Sonuç olarak dil, dışımızdaki dünya ve gerçeklikle kurduğumuz ilişkide, onu anlama ve anlamlandırma çabamızda temel dayanağımız. Edebiyat ve felsefe ise o dilin en çok beslendiği ve beslendiği oranda da ona kültürel genişlik ve derinlik kazandıran iki verimli alan. Ancak bu kadar değildir; insanın dış dünya ve gerçeklikle kurduğu ilişki sadece onu ‘anlama-anlamlandırma-yorumlama’ ile sınırlı değildir. İnsan dünya ve gerçeklik karşısında ona yönelik olarak aynı zamanda eyleyendir, eylem yapandır.
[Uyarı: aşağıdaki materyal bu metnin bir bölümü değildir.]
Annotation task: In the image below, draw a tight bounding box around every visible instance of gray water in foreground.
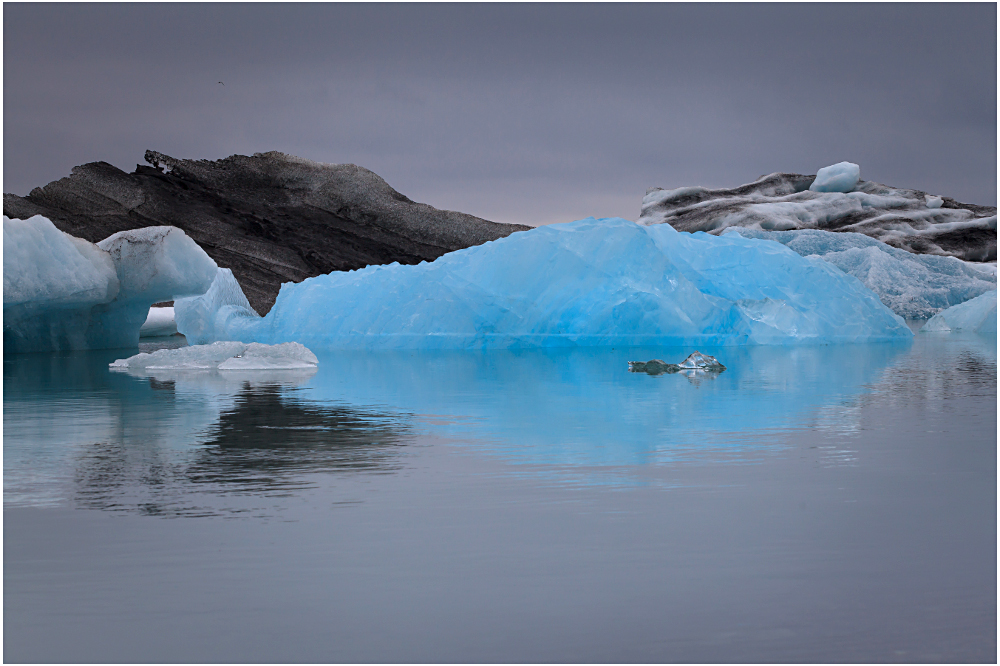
[4,334,996,663]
Böyle olduğu için de, bu yazı kapsamında edebiyat ve felesefeden başlayarak oluşturduğumuz halkayı tamamlamak adına, buradan bir başka alana daha geçmek gerekmektedir. Bu da siyasi alandır (toplumsal-siyasal alandır, politikadır). Şundan ki, dünyayı-hayatı ‘anlamaya’ çalışmak (edebiyat), o dünyayı-hayatı anlamaya çalışırken ‘anlamlar’ üretmek ve ‘anlamlandırmalar’da bulunmak (felsefe), sadece edilgen ‘duygu-düşünce-bilgi’ birikimi olarak kalmayacak ve doğrudan dünyanın-hayatın içinde etkin somut karşılıklar bulacaksa eğer, bütün bunların ‘eylem’ olarak yaşanacağı yer de toplumsal-siyasal alan olacaktır. Nitekim öyle de olmaktadır. Dilin (sözün) eylemle buluşması olarak nitelendirilebilecek olan ve bir bakıma insanlığın toplumsal-siyasal macerasını resmeden bu süreç son kertede “dilin sınırları” ile “dünyanın sınırları” arasındaki doğrudan ilişkiyi de açığa çıkarmaktadır.
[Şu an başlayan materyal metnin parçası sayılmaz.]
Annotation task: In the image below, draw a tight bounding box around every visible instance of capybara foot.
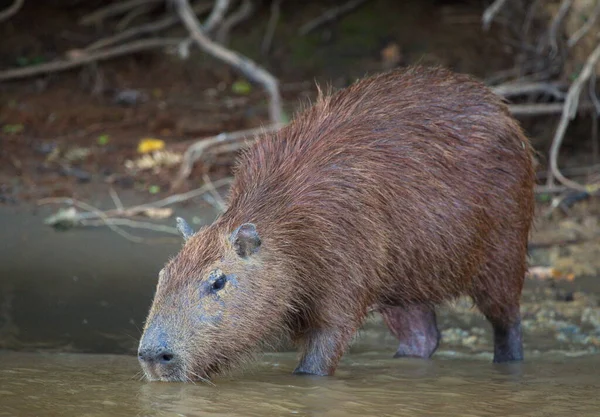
[492,319,524,363]
[380,304,440,359]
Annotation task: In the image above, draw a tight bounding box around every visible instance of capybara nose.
[138,346,176,365]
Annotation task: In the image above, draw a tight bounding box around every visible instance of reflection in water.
[1,351,599,416]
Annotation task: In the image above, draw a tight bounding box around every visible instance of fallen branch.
[38,177,233,242]
[216,0,255,45]
[508,102,594,116]
[567,1,600,48]
[482,0,508,31]
[173,0,283,123]
[0,0,24,23]
[299,0,369,35]
[79,0,163,26]
[261,0,282,56]
[171,124,284,190]
[492,82,566,99]
[0,38,183,82]
[548,43,600,192]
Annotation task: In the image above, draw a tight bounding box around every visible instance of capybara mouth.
[141,361,220,384]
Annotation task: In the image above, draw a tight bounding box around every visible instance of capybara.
[138,66,535,382]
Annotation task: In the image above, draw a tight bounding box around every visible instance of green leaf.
[97,134,110,146]
[148,185,161,194]
[537,193,552,203]
[2,124,24,134]
[231,80,252,95]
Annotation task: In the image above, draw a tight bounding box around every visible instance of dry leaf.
[137,138,165,154]
[141,207,173,219]
[527,266,576,282]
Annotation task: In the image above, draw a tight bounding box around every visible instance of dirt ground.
[1,0,517,202]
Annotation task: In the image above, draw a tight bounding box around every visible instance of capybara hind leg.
[294,326,356,376]
[472,284,524,362]
[379,305,440,359]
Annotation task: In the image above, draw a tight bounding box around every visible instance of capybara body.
[138,66,535,382]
Bu noktada daha açık konuşmak gerekirse, toplumsal-siyasal alanda ‘dil(söz)-eylem’ buluşmasını, dilimizin niteliksel kapsamını ifade ediyor olması bakımından ‘ideoloji’ ve buna denk düşen ‘pratik’, yani ‘ideoloji(teori)-pratik(praksis) buluşması olarak somutlaştırmak mümkün. Burada kritik soru ise şu: Dilimizin (ideolojimizin) kapsamının, yaşadığımız dünya ve gerçeklik karşısında bizi etkin kılacak, özgürleştirecek bir mahiyet mi, yoksa onun karşısında edilgen kalacak, bizi tutsaklaştıracak/tutuculaştıracak bir mahiyet mi taşıdığıdır ? Bir başka ifadeyle dilimizin (ideolojimizin) içinde yaşadığımız koşulların sunduğu imkânlar karşısında kendini yeniden üreterek özgür ve yaratıcı bir dinamizm mi sergileyeceği, yoksa o koşullar karşısında kendini tekrar etmekle mi sınırlı kalacağıdır?
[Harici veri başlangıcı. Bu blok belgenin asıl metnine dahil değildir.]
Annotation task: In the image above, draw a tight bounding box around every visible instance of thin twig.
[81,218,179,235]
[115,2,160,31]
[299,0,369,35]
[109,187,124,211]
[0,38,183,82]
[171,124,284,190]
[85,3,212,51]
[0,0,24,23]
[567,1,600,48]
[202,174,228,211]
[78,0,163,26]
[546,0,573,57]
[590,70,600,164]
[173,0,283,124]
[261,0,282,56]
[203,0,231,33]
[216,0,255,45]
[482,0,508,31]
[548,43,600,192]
Hatırlayalım, ideolojiler, belirli ilkeler ve değerler kapsamında verili durumun ne olduğunu anlamaya, olanı daha yaşanılır ve anlamlı kılmaya ve nihayet daha mükemmele yönelik tasavvurlarımızı-tahayyüllerimizi içkin düşünce yapılarımızdır. Bu bağlamda hem ‘siyasi’ bir tercihi, hem de ‘ahlâki’ bir duruşu ve sorumluluğu ifade etmektedir. Böyle olduğu içindir ki ideolojiler vazgeçilmezdir. Ancak bu vazgeçilmezlik hali onun dünya ve gerçeklik’in karmaşık ilişkiler ağı karşısında sergileyeceği dinamizmin ve üretkenliğin mahiyetiyle doğru orantılıdır. Yani ideolojinin vazgeçilmezliği, onun mutlaklaştırılmış ve sabitlenmiş kalıplardan ibaret aşkınlaştırılmış olmasından değil, tam aksine yaşanan sürece yönelik, ona içkin, bu bağlamda kendini yeniden üreten, fikri kapsamı geniş, dinamik ve doğurgan olmasından kaynaklanmaktadır. Bu ise karşılığını  estetik ve fikri kapsamı yoğun bir dilde bulmaktadır. 

Alain Badiou bugünün dünyasını resmederken yerleşik anlayışın (bugünün hâkim ideolojisinin) dayattığı şeyin şu olduğunu söylüyor: “Fikirsiz yaşa!” Benzer şekilde Zizek “kafeinsiz gerçeklik” tanımlamasını yaparken, her şeyin ‘light’ının yapıldığı günümüz dünyasında, ‘gerçeklik’in de bundan nasibini aldığını, bunun ise son kertede bir ‘fikirsizlik’ hali olduğunu ima eder. Buradan bakıldığında yirminci yüzyıl sonu itibarıyla evrensel ölçekte yaşanan sarsıcı gelişmelerin şimdilerde“fikirsiz bir dünya ile dünyasız bir fikir” dikotomisi yarattığı söylenebilir.

Bir yanda dünyanın ve hayatın karmaşasını es geçen ‘sığlık’, diğer yanda ise dünyanın ve hayatın karmaşasından uzak tutucu bir ‘içe kapanma’ hali. Her iki durumda da bir çıkmazı işaret eden bu dikotomiyi aşmanın yolu, fikirsel-düşünsel-kültürel kapsamı yoğun, özgürleştirici  ‘yeni bir dil’ oluşturmaktan geçecektir. Bu ‘yeni dil’in kapsamı ve sınırları ise özlenen ‘yeni bir dünya’nın kapsamını ve sınırlarını belirleyecektir.